When it comes to eating habits, I find that my friends fall into several different groups: the people who routinely eat only three meals a day, the mono-eater who eats one big meal once a day, the I-forgot-to-eat people who are too busy to notice when they're hungry, the always hungry who will eat whenever possible, and the snackers who continually graze. Without a doubt I fall into the last camp. Never able to finish a big meal, my body instead asks for small snack every couple of hours - an apple, some dates, a few crackers - I usually have something nibbley within arms reach to ease my rumbling tummy.
This being said, I often find myself in situations where snacking is frowned upon (school, work, yoga class...um, the grocery store...). So in a need to find a quiet food which is both satisfying but not very filling (as that would make for one disastrous downward facing dog), I took a classic healthy bar from the Tessajara Cookbook and jazzed it up a bit. Moist and chewy, these bars are part cookie, part granola bar, and loaded with seeds, nuts, and fruit. They are quiet enough to eat during the middle of a lecture (unlike those deafening apples) or even on the bus. Best of all is that because these aren't heavy, you can snack on them before a run or yoga, or any of those times when you know you shouldn't eat, but are in dire need of a snack.
Fruit and Nut Yogi BarsAdapted from Tessajara Cookbook
Recipe: (Makes 15)
3 Cups Oats (Gluten free if needed)
1 Cup Flour (whole grain or gluten free)
1/2 tsp. Sea Salt
1 tsp. Baking Soda
1 tsp. Cinnamon
1 tsp. Ginger
1/4 tsp. Nutmeg
1/4 tsp. Black Pepper
1/8 tsp. Cardamom
1/3 Cup Unsweetened Apple Sauce
1/2 Cup Coconut Sugar
2 Tbsp. Coconut Oil, melted
1 Cup Plant Based Milk
1 tsp. Vanilla
3/4 Cup Seeds or Nuts ( I used Pumpkin Seeds)
3/4 Cup Dried Fruit of Choice ( I used half Raisins and half Cranberries)

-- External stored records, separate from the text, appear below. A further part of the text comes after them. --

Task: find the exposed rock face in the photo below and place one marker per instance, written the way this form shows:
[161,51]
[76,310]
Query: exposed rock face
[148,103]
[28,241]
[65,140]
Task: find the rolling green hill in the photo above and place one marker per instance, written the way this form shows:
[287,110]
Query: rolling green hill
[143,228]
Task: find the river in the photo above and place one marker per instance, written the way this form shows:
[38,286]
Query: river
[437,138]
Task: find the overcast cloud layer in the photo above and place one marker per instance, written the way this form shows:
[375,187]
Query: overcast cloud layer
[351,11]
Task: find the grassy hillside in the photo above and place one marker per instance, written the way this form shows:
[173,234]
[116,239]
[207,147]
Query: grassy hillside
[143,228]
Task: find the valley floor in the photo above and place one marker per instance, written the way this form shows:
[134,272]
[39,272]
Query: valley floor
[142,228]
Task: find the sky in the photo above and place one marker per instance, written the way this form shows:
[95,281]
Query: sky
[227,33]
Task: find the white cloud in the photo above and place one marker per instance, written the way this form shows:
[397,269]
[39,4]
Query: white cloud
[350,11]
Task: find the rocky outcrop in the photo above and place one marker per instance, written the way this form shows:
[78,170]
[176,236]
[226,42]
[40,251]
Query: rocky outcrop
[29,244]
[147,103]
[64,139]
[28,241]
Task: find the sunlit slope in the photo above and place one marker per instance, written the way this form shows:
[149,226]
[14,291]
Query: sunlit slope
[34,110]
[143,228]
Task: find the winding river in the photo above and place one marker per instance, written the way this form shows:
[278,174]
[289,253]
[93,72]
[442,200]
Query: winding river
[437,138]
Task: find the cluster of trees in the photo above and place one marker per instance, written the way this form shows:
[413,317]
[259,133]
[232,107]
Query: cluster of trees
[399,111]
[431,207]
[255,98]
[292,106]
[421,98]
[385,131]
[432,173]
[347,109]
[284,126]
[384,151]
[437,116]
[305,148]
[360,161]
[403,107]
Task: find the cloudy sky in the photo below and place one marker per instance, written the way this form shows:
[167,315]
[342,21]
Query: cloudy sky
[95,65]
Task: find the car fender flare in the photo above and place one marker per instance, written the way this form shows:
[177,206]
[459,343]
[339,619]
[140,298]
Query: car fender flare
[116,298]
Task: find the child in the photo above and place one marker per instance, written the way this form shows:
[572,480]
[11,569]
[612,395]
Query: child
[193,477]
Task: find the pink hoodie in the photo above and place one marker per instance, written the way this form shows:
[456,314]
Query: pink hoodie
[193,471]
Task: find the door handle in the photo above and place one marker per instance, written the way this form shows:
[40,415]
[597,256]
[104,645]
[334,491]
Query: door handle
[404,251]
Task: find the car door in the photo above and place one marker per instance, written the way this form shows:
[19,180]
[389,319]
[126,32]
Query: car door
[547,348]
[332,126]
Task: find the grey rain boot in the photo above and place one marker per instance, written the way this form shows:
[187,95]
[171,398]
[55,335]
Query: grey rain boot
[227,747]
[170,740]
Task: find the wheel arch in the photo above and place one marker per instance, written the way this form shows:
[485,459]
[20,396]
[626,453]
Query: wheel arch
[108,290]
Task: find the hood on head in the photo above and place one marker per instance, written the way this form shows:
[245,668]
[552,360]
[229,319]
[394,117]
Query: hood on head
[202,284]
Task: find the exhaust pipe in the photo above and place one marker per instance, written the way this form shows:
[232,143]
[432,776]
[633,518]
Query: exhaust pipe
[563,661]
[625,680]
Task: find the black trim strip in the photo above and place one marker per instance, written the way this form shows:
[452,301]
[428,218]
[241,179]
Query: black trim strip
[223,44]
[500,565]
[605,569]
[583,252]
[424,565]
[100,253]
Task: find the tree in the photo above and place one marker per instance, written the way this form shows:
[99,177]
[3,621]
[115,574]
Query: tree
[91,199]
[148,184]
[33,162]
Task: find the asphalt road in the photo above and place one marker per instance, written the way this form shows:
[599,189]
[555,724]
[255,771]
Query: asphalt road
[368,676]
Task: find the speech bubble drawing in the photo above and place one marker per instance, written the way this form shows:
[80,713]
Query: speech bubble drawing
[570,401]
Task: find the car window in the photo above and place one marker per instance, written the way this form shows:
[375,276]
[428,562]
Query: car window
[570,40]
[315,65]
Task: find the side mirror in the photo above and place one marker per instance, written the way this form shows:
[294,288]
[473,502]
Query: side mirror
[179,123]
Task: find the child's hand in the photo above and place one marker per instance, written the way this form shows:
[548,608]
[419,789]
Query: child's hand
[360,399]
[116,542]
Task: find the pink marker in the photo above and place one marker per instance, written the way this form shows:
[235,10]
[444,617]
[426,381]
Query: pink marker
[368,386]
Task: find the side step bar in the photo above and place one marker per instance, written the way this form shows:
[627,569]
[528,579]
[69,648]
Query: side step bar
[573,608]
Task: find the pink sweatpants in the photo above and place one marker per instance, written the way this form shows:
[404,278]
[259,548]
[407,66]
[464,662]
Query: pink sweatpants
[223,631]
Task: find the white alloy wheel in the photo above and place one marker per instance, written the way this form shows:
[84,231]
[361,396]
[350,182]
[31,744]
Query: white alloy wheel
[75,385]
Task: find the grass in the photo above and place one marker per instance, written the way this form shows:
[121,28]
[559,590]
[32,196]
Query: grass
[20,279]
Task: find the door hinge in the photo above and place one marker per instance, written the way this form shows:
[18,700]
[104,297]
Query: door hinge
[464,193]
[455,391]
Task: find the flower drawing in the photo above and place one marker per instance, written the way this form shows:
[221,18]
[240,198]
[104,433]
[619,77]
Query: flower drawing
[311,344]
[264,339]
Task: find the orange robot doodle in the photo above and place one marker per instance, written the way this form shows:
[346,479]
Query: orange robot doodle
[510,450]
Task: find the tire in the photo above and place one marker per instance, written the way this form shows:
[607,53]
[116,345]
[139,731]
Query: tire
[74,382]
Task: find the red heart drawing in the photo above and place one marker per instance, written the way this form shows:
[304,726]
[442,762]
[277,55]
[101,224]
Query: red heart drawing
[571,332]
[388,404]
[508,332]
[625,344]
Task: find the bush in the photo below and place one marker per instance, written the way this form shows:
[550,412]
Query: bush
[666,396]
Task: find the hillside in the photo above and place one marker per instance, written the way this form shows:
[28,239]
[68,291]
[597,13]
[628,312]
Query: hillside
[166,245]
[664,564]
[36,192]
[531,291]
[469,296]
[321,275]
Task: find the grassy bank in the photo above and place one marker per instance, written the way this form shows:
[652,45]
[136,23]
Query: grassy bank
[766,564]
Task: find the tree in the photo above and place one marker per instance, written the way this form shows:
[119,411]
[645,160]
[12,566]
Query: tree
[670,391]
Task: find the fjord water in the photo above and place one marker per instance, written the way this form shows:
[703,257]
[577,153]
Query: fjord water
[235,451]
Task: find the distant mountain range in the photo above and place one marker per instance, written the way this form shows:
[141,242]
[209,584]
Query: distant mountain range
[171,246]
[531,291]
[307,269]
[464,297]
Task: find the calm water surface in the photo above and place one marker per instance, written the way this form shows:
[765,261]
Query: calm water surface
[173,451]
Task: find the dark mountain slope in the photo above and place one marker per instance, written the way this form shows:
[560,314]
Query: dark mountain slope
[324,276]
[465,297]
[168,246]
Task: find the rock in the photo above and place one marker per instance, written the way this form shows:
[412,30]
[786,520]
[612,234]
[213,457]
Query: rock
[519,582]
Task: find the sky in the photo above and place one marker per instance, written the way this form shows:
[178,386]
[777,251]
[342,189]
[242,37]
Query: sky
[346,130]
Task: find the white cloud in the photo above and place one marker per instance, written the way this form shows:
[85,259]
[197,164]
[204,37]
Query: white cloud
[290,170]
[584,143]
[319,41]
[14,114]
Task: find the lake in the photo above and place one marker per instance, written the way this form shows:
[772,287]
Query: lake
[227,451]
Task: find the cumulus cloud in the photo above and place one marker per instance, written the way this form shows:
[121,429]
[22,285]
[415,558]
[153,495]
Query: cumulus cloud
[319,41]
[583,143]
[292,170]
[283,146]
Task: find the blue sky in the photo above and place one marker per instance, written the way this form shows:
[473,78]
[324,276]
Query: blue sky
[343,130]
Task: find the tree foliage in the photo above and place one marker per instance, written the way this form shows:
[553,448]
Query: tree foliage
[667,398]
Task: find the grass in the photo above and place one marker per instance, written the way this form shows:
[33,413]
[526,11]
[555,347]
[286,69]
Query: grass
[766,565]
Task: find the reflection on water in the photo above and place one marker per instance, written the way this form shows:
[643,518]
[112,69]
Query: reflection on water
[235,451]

1. Combine the oats, flour, salt, baking soda, cinnamon, ginger, nutmeg, pepper, cardamom, and cloves in one bowl.
2. In another bowl combine the apple sauce, melted coconut oil, milk and vanilla.
3. Add the wet ingredients to the dry ingredients and mix just until combined. Add the dried fruit and seeds/nuts.
4. Scoop 1/4 cup of mixture and form into a little bar shape (you can also form it into a round cookie). Bake at 175 C (350 F) for approximately 11 minutes or until the bottoms are golden. Store extra bars in the refrigerator or freezer for longer use.